|Nan Aron, president of the Alliance for Justice, extols the virtues of a life in public life law.|
When Nan Aron asks lawyers about their lives, she notices a pattern.
Aron said the majority, who work for private firms, are usually focused on their retirement. But her few colleagues in public interest law are always excited about and eager to discuss their cases. Aron is no exception.
"There's always a fight, there's always a challenge, and it never goes away. Public interest law is not for the faint of heart," she declared at the Public Interest Week Honorary Fellow-in-Residence lecture in March, which was sponsored by the Toll Public Interest Center. Aron is founder and president of the Alliance for Justice, a national consortium of public interest and civil rights organizations.In the lecture, she shared reflections on her own 37-year-long
career in public interest law as well as some of the hottest public interest issues she sees today, and urged students to join the field after graduation.
Aron reminded the audience that law school graduates "don't always get our first choice" of employment. She wanted a job in legal services after graduating, but instead started out as a trial attorney for the Equal Employment Opportunity Commission, which ended up being a "terrific experience," she said.

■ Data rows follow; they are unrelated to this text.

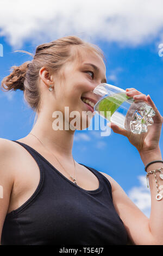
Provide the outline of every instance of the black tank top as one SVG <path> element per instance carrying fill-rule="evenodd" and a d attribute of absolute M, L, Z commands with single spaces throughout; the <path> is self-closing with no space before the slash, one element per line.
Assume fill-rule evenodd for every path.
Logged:
<path fill-rule="evenodd" d="M 99 186 L 87 191 L 69 180 L 27 144 L 37 162 L 39 184 L 26 202 L 6 216 L 2 245 L 127 245 L 127 234 L 112 203 L 108 180 L 81 164 L 98 178 Z"/>

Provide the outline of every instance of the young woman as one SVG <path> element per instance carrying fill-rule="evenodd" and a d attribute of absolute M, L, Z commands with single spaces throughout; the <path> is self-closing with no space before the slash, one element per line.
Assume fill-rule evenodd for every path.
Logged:
<path fill-rule="evenodd" d="M 66 36 L 38 46 L 31 62 L 12 68 L 2 86 L 23 90 L 37 118 L 25 137 L 0 139 L 1 244 L 162 245 L 163 199 L 156 200 L 154 174 L 149 175 L 148 219 L 111 177 L 74 161 L 73 129 L 53 127 L 55 111 L 69 125 L 65 106 L 81 117 L 90 110 L 82 100 L 93 102 L 92 90 L 106 80 L 100 49 Z M 162 160 L 159 145 L 162 117 L 149 95 L 134 88 L 126 92 L 152 106 L 154 124 L 140 135 L 113 124 L 111 129 L 127 137 L 145 166 Z M 161 167 L 162 162 L 152 163 L 147 171 Z M 163 184 L 159 177 L 158 181 Z"/>

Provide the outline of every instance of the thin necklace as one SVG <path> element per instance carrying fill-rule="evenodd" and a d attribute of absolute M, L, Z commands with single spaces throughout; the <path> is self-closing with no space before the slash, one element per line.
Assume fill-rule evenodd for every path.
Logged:
<path fill-rule="evenodd" d="M 50 151 L 47 148 L 46 148 L 46 147 L 45 146 L 45 145 L 42 143 L 42 142 L 40 141 L 40 139 L 39 139 L 39 138 L 37 137 L 37 136 L 36 136 L 36 135 L 32 133 L 31 132 L 30 132 L 29 134 L 31 134 L 31 135 L 33 135 L 33 136 L 34 136 L 35 138 L 36 138 L 39 141 L 39 142 L 42 144 L 42 145 L 44 147 L 44 148 L 45 148 L 49 152 L 50 152 Z M 60 163 L 60 161 L 58 160 L 58 159 L 57 159 L 57 158 L 56 157 L 56 156 L 52 153 L 52 152 L 50 152 L 54 157 L 55 158 L 57 159 L 57 160 L 58 161 L 58 162 L 59 162 L 59 163 L 61 166 L 62 168 L 64 169 L 64 170 L 65 170 L 65 172 L 66 172 L 66 173 L 67 173 L 70 177 L 73 180 L 73 183 L 74 183 L 75 184 L 77 185 L 77 179 L 76 179 L 76 164 L 75 164 L 75 161 L 73 159 L 73 157 L 72 157 L 72 159 L 73 159 L 73 162 L 74 162 L 74 170 L 75 170 L 75 178 L 74 178 L 71 174 L 70 174 L 70 173 L 68 173 L 66 170 L 64 168 L 64 167 L 62 166 L 62 164 Z"/>

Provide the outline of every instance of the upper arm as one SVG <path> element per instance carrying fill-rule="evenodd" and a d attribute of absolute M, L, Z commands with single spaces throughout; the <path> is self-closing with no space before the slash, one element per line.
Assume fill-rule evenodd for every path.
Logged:
<path fill-rule="evenodd" d="M 10 141 L 0 138 L 0 241 L 14 183 L 12 145 Z"/>
<path fill-rule="evenodd" d="M 135 245 L 155 245 L 151 233 L 149 219 L 129 199 L 122 187 L 111 177 L 101 173 L 110 181 L 115 208 L 123 222 L 128 236 Z"/>

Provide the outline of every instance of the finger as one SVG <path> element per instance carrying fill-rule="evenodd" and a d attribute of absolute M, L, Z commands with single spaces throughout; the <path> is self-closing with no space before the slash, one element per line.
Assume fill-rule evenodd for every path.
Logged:
<path fill-rule="evenodd" d="M 130 97 L 133 97 L 134 95 L 139 95 L 141 94 L 143 94 L 143 93 L 139 92 L 139 90 L 136 90 L 135 89 L 134 90 L 131 90 L 129 92 L 126 92 L 126 95 L 130 96 Z"/>
<path fill-rule="evenodd" d="M 150 105 L 150 106 L 151 106 L 153 110 L 155 111 L 155 115 L 156 116 L 156 117 L 158 117 L 159 118 L 159 120 L 160 120 L 163 123 L 163 117 L 160 114 L 159 111 L 156 107 L 154 102 L 152 100 L 149 94 L 148 94 L 148 95 L 147 96 L 147 99 L 148 103 L 149 103 L 149 105 Z"/>
<path fill-rule="evenodd" d="M 128 136 L 128 131 L 121 128 L 120 127 L 118 126 L 113 123 L 108 123 L 107 124 L 107 125 L 110 127 L 112 131 L 116 133 L 119 133 L 126 137 L 127 137 Z"/>
<path fill-rule="evenodd" d="M 130 91 L 130 90 L 136 90 L 135 88 L 126 88 L 126 90 L 127 91 Z"/>
<path fill-rule="evenodd" d="M 139 95 L 133 95 L 133 99 L 134 100 L 144 100 L 145 101 L 148 101 L 147 96 L 145 94 L 140 94 Z"/>

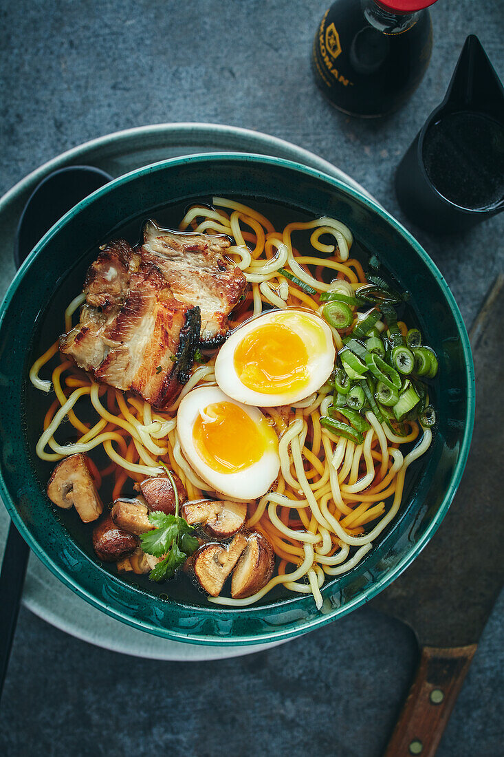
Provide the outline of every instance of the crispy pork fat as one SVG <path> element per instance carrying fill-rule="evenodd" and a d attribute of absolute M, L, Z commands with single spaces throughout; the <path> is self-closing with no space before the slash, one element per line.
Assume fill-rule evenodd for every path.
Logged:
<path fill-rule="evenodd" d="M 148 221 L 143 244 L 101 248 L 77 326 L 60 350 L 95 378 L 164 407 L 188 379 L 195 350 L 218 346 L 247 282 L 224 236 L 177 234 Z"/>
<path fill-rule="evenodd" d="M 200 310 L 178 302 L 160 272 L 127 242 L 112 242 L 92 263 L 86 304 L 60 350 L 101 382 L 163 407 L 188 380 Z"/>
<path fill-rule="evenodd" d="M 247 287 L 242 272 L 228 258 L 226 236 L 178 234 L 147 221 L 142 255 L 161 271 L 179 302 L 198 305 L 202 347 L 218 347 L 228 333 L 228 316 Z"/>

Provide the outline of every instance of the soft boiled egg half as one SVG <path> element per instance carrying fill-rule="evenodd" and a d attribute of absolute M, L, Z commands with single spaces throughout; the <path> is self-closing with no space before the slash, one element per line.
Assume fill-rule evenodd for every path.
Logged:
<path fill-rule="evenodd" d="M 278 440 L 266 417 L 217 387 L 185 395 L 177 412 L 177 435 L 193 470 L 226 497 L 255 500 L 278 475 Z"/>
<path fill-rule="evenodd" d="M 331 375 L 332 332 L 314 313 L 270 310 L 232 332 L 215 363 L 217 384 L 246 405 L 288 405 L 309 397 Z"/>

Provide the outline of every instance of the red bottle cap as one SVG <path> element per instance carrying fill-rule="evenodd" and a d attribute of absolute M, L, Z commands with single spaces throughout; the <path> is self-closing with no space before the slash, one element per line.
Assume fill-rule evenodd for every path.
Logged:
<path fill-rule="evenodd" d="M 429 5 L 434 5 L 437 0 L 375 0 L 377 5 L 380 5 L 385 11 L 391 11 L 392 13 L 415 13 L 416 11 L 423 11 Z"/>

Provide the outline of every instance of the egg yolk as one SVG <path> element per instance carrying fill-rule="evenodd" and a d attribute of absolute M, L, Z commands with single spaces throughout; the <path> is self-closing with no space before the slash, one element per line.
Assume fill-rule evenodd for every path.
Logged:
<path fill-rule="evenodd" d="M 266 419 L 257 423 L 233 402 L 207 405 L 194 422 L 192 438 L 202 459 L 219 473 L 250 468 L 268 447 L 278 447 L 276 435 Z"/>
<path fill-rule="evenodd" d="M 241 383 L 264 394 L 297 391 L 310 378 L 304 342 L 282 323 L 266 323 L 249 332 L 235 350 L 234 363 Z"/>

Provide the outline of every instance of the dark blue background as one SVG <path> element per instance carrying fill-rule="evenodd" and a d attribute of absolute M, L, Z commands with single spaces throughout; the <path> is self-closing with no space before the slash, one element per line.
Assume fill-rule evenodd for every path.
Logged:
<path fill-rule="evenodd" d="M 358 2 L 358 0 L 356 0 Z M 394 168 L 442 99 L 467 34 L 504 73 L 500 0 L 439 0 L 419 89 L 397 114 L 356 121 L 313 84 L 319 0 L 0 2 L 0 192 L 54 155 L 119 129 L 209 121 L 283 137 L 339 165 L 417 235 L 469 325 L 502 269 L 502 217 L 435 238 L 403 218 Z M 474 577 L 477 582 L 478 577 Z M 502 602 L 481 640 L 439 757 L 502 742 Z M 20 615 L 0 754 L 378 757 L 416 662 L 412 632 L 372 608 L 250 657 L 126 657 Z"/>

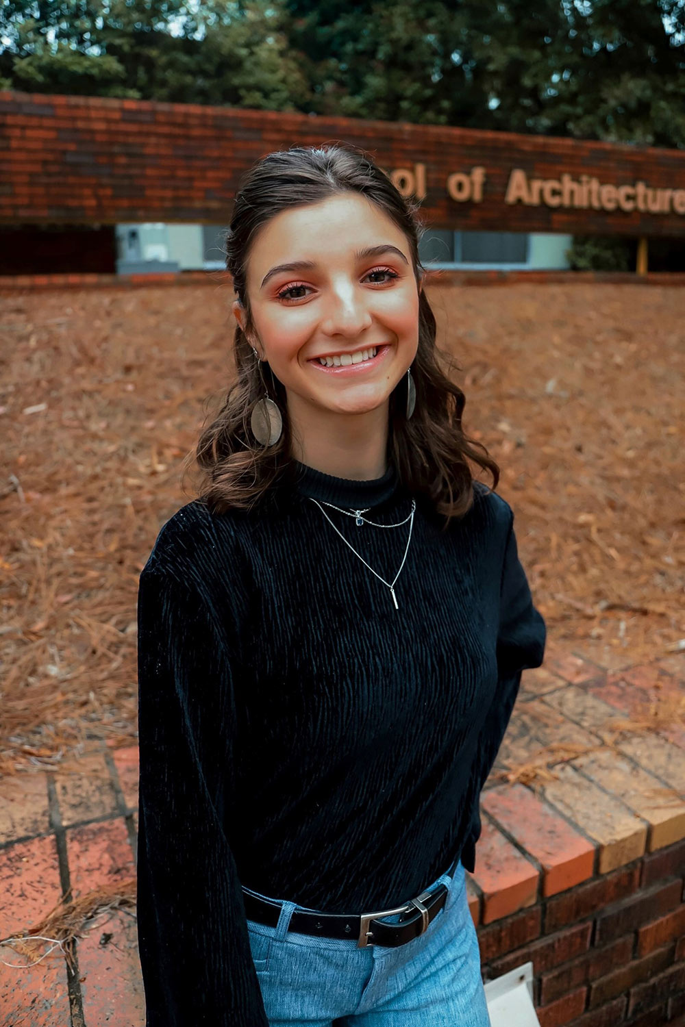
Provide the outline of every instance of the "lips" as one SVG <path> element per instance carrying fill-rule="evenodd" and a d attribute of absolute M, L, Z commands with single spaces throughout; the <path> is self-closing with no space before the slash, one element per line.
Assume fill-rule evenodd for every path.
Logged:
<path fill-rule="evenodd" d="M 372 347 L 366 346 L 365 348 L 370 349 Z M 313 357 L 308 363 L 311 364 L 312 367 L 316 368 L 317 371 L 321 371 L 324 372 L 324 374 L 328 375 L 359 374 L 360 372 L 363 373 L 365 371 L 371 371 L 373 368 L 375 368 L 384 358 L 385 354 L 389 351 L 389 349 L 390 346 L 388 344 L 377 346 L 375 356 L 372 356 L 371 359 L 368 360 L 359 360 L 358 364 L 341 364 L 339 367 L 336 367 L 334 365 L 333 367 L 329 368 L 318 363 L 319 359 L 318 356 Z M 356 352 L 363 352 L 363 350 L 356 350 Z M 337 356 L 339 354 L 336 353 L 335 355 Z M 321 354 L 321 356 L 324 356 L 324 354 Z"/>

In 1979, Aron founded the Alliance for Justice on a "tiny" grant. Recently, its focus was on the nomination of former Office of Legal Counsel Assistant Attorney General Jay Bybee to be a judge on the Ninth Circuit. Bybee had refused to discuss the infamous memos he signed authorizing the CIA to use "enhanced interrogation techniques" on prisoners, but the Alliance for Justice asked the Senate not to approve his judgeship until he did.
"It is incumbent upon us, as lawyers, students, and teachers, to keep pressing the Justice Department to make sure that what happened at the Office of Legal Counsel never happens again," declared Aron. "Hundreds of detainees lost their lives because of torture. It's a stain on our country, and a stain on the legal profession."
Opportunities to make a difference await lawyers who enter public interest law nowadays, Aron told the audience. "This is really the time to make change, to get in there."